In order to understand the relationship between molecular structure and dynamics and biological function, the Frank research group seeks to develop and deploy integrative modeling tools to elucidate the structure and dynamics of biologically relevant molecules. Our methods will utilize readily accessible experimental observables from a variety of sources to first guide structure prediction efforts and then guide atomistic simulations to map the entire conformational landscape of these molecules. We are primarily interested in using our methods to understand how functional ribonucleic acids, either by themselves or in concert with other molecules, achieve specific cellular functions. Our research makes heavy use of advanced machine learning and optimization techniques.
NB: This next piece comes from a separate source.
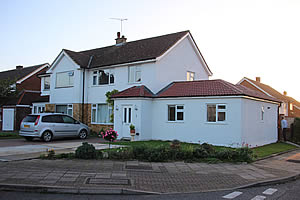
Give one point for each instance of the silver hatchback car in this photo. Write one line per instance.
(51, 125)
Charles L. Brooks III is the Warner-Lambert/Parke-Davis Professor of Chemistry and a Professor of Biophysics. He is affiliated with the department of Chemistry, Biophysics Program, program in Applied Physics, Molecular Biophysics Training Program (Director), program in Chemical Biology, Bioinformatics Graduate Program, Center for Computational Medicine and Bioinformatics and the Medicinal Chemistry Interdepartmental Graduate Program. The research in the group of Charles L. Brooks III is focused on the application of statistical mechanics, quantum chemistry and computational methods to chemically and physically oriented problems in biology. The group develops and applies computational models to studies of the dynamics of proteins, nucleic acids and their complexes, including virus structure and assembly. They specifically develop novel computational methods for the inclusion of pH effects in modeling biological systems. Significant focus is in the development of a large, world-wide distributed software package for molecular simulations, CHARMM. Efforts are ongoing to explore new means of parallel and accelerated computation utilizing scalable parallel algorithms for molecular dynamics and integrated CPU/GPU computational models.